では、実際に、この基本法の立法を含めて法政策が展開される場合、そのプロセスに市民的参加をどう挿しはさんでいけるのか、ということになるが、小林教授は、法政策の全過程を、政策立案=決定過程と実施過程があり、前者の決定過程に3つの段階があることを平井宣雄論文(注)に基づきその過程モデルを提示している。以下数記号を省略しつつ引用すれば次のようになる。(p30-31)
・問題形成過程:問題の探索→問題の確認→問題の分析→問題の定式化
・対策立案段階:代替案の探索→各代替案から生じる事態の予測→代替案の評価→代替案の選択
・行動計画段階:実定法体系との接合→解決案の実施
そのうえで、小林教授は、問題の分析・定式化のプロセスに、他の諸問題との比較による優先順位の検討、必要性の計測を、可能な限り民意を導入する手続きが要請されると述べている。
対案立案段階でも代替案の検討を広く討議していく制度的保障をおくべきという。
行動計画段階では、憲法政策については、憲法との整合性を問題形成過程と対案立案段階で十分に検討されるべきであり、最終段階の実定法との調整は立法技術的処理にとどめるべきだと述べている。(p31)
しかし、この文化基本法を考える場合、現行文化政策を規定している実定法との調整無く、国立の文化諸機関の独立法人が誕生し、同様の趨勢が地方公共団体にも及ぼうとしている以上は、出発点の問題形成段階の視野になかに実定の文化関連法との調整を含めざるをえないと考える。具体的には博物館法、文化財保護法、図書館法、教育基本法、社会教育法、いわゆるNPO法等である。
以上まとめれば、すでに文化立国をめざして文化政策が展開されている現状の問題を深く分析し、憲法の3つの原理との整合を改めて問い、その理念と現実との乖離を埋めるべく、対案法案を早急に練っていくほかない。その場合、芸術文化の領域を問わない、広範な議論フォーラムが必要なことはいうまでもなく、その設置役割は、文化事業をメディアイベントとして利用し、とりわけ美術文化振興においてそれが顕著になっているマスメディアが負っていると考える。(2001年11月3日)

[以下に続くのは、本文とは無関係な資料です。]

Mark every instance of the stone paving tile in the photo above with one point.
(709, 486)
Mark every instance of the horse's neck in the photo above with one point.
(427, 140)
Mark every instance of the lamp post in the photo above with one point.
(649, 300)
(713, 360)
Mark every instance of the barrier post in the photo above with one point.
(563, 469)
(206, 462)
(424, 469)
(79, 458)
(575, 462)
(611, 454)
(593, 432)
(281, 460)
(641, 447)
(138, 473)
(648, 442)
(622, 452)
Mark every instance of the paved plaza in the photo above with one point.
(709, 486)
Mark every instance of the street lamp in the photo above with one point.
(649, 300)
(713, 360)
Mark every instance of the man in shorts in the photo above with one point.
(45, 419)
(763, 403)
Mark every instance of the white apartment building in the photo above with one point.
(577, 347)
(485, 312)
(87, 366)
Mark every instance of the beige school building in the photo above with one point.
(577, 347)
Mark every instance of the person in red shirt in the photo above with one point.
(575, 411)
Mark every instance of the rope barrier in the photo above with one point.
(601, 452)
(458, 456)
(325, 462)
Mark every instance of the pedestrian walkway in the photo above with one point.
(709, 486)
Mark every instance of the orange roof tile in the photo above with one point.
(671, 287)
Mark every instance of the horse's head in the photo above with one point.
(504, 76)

注)例として簡単にいうと、aw-mlなどメーリングリスト上での発言について争いがおきた場合は、国や地方自治体といった行政府が関与しているわけではないので、直接的に憲法を根拠として争うのでなく、民法の不法行為を争点として争う。
注)平井宣雄「法政策学序説」『ジュリスト』(1976年)及び『法政策学』(1987年)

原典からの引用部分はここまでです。